Movement From Systems
All three systems have proposed new programs that broadly meet the same goals outlined by SB 520, largely based on the additional funding for online initiatives, with the new emphasis being the introduction or expansion of online courses with cross-enrollment across each system.
The California Community Colleges currently enroll as much as 17 percent of their students in various types of online or distance education. The system is poised to continue to advance and expand its online programs with a strong focus on career technical education as well as workforce development programs as outlined in the CCC System Strategic Plan, updated in June of this year.
In July, the CSU introduced a new Intrasystem Concurrent Enrollment program, allowing students at each campus to sign up for one of 30 online courses offered in the program from other "host" campuses. Under the current plan, students will be limited to one course per semester.
In January, UC introduced the Innovative Learning Technology Initiative, updated in May, as "a direct response to the governor’s plan to earmark $10 million from UC’s FY 14 core budget to use technology to increase access to high-demand courses for UC matriculated students.”
Despite the welcome news of these programs, we are already hearing widespread concerns over the pace and scale of implementation. Lieut. Governor Gavin Newsom, a noted supporter of more effective use of technology, following the online program presentation at the July meeting of the UC Regents, stated, "I don’t think we’re running at full speed here. We’re moving extraordinarily slowly…. Californians are looking to us" for progress in online education.
What to Expect Next
Students enrolled in California public colleges and universities should be guaranteed timely access to the core courses that they are required to take in order to graduate. Given that there are a variety of ways in which the institutions could meet this obligation, the state should avoid being overly prescriptive about the method. Rather, it should supply the mandate for educational access, support institutions in meeting this mandate, and provide a safety valve to ensure the mandate’s right is preserved.
--From our position paper
The focus should remain on finding effective solutions to the course-access issue -- providing students with high-quality courses they need while reducing costs. Before this year, this was not happening for a variety of reasons, and it remains to be seen just how much the institutions will do without the pressure of earmarked funding in the state budget or pending legislation such as SB 520.
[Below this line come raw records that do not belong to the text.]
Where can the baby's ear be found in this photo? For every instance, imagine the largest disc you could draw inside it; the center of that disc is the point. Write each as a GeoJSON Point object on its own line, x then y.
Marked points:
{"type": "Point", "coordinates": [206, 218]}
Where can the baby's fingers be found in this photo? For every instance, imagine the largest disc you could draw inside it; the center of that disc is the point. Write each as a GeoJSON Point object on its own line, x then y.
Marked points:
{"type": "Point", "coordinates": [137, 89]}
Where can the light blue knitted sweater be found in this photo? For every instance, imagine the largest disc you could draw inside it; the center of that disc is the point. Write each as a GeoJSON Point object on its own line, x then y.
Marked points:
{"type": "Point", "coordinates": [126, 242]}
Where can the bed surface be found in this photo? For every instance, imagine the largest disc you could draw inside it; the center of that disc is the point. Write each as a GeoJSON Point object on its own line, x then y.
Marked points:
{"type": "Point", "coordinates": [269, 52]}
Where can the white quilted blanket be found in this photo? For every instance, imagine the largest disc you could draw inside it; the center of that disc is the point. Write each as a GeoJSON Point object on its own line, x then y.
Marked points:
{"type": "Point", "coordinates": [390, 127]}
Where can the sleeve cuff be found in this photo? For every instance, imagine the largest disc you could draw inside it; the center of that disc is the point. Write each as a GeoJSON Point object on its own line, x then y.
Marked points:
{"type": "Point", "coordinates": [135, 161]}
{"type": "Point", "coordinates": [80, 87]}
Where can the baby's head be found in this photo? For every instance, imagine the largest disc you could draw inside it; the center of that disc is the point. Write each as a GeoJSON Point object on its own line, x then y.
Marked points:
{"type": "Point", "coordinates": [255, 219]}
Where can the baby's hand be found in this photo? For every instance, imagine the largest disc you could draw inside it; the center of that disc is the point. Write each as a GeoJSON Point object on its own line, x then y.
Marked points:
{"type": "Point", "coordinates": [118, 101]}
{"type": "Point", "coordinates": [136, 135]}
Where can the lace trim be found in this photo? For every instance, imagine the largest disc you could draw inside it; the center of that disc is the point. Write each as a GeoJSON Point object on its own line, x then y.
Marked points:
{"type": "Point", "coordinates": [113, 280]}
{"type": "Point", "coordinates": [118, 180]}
We believe the best outcomes for online education occur when faculty and institutions are motivated and supported to design high-quality options for students. Ideally, colleges and universities would craft solutions, but use third-party courses as safety valves to ensure students have access to necessary classes. The hope is that the three public systems will continue their progress, find real solutions to the course access problem, and not fall into the trap of doing the same old thing again, just with online options.
At this point, one might actually suggest that a welcome policy outcome has indeed been accomplished as a direct result of the initial language in SB 520. The bill is certainly not dead. The bill itself could now be thought of as a safety valve, providing an option in case the three systems fail to show real progress in meeting the challenge of course access. We are, however, cautiously optimistic that viable and effective change is, at least for now, in the formative stages.